The Dolphin Quest Oahu team at Kahala Hotel and Resort is working with a marine biologist to study the respiratory health of marine mammals.
Andreas Fahlman, research director at the Oceanographic Foundation, is conducting breathing tests — both in and out of water — on six dolphins that reside in the resort’s 26,000-square-foot lagoon.
Fahlman, a Hawaii Pacific University alumnus, said the respiratory research, which has been underway for three years, aims to develop a noninvasive method for pinpointing the characteristics of a healthy cetacean lung.
“We want to be able to look at who are the healthy ones, who are the ones that are the best candidates for release, who are the ones we should potentially euthanize because they may have severe lung disease. These are some of the things we can track over time,” Fahlman said Tuesday at the resort, where testing got underway last week and will continue until early June.

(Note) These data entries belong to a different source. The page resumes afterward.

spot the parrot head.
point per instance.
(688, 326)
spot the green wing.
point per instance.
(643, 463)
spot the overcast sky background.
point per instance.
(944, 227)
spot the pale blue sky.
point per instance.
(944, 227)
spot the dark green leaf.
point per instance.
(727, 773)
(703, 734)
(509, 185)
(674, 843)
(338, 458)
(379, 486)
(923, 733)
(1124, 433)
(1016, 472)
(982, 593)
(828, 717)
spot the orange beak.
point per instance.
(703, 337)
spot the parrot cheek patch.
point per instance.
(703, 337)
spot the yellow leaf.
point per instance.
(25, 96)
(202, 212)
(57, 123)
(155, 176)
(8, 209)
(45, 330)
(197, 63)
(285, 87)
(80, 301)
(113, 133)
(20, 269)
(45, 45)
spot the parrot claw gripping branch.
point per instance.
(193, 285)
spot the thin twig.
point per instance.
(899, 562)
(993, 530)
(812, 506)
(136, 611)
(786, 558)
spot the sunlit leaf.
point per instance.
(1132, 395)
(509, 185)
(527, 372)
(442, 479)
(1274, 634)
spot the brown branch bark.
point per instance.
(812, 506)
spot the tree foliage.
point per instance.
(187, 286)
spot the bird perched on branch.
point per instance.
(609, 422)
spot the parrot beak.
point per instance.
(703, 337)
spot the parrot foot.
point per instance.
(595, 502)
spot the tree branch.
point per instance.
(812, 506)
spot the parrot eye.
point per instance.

For the in-water test, Fahlman places a pneumotachometer, also called a flow meter, over the dolphin’s blowhole. Measurements track a dolphin’s normal breathing as well as strong exhalation — when a huff of air pushes through the blowhole.
For the land test, Julie Rocho-Levine, Dolphin Quest’s manager of marine animals, instructs the dolphin to jump onto a deck in the center of the lagoon to simulate beaching in the wild.
She instructs the dolphin to breath normally and then to complete multiple huff exhalations as staff members keep the deck wet so the dolphin stays cool while out of the water.
The team then compares the water- and land-based breathing function, and the dolphin scores a reward of squid and herring.
“We’re trying to see what the relationship is between how they breathe in the water and on land,” Fahlman said. “With this information, hopefully, we can help them if an animal is stranded on the beach.”
Rocho-Levine said the research could help establish new methods for accurately assessing lung health in whales, porpoises and dolphins stranded on beaches as well as those living under professional care.
“To this day we don’t have a noninvasive way to assess lung health, and so we’re collecting these important base lines. Eventually, this information will be used to develop those tools to help the marine mammal specialists and marine mammal veterinarians know if the animal has a healthy respiratory system or if that’s what’s compromising them,” Rocho-Levine said.
“A tool like this will really help any animal living under professional care and any animal that ends up on our beaches.”
In the ongoing debate over whether dolphins and other marine mammals should be free from a life of captivity, Rocho-Levine pointed out that Dolphin Quest Oahu’s Atlantic bottlenose dolphins tend to live longer than dolphins in the wild.
Dolphin Quest says the animals are voluntary participants in all activities, from dolphin-keiki swims to Fahlman’s breathing tests and other research.
“All of our training is based on positive reinforcement, always saying ‘good job,’ and we customize our training for each individual animal,” Rocho-Levine said. “If at any point they didn’t want to be part of any session, they can simply swim away” to another area in the resort’s lagoon.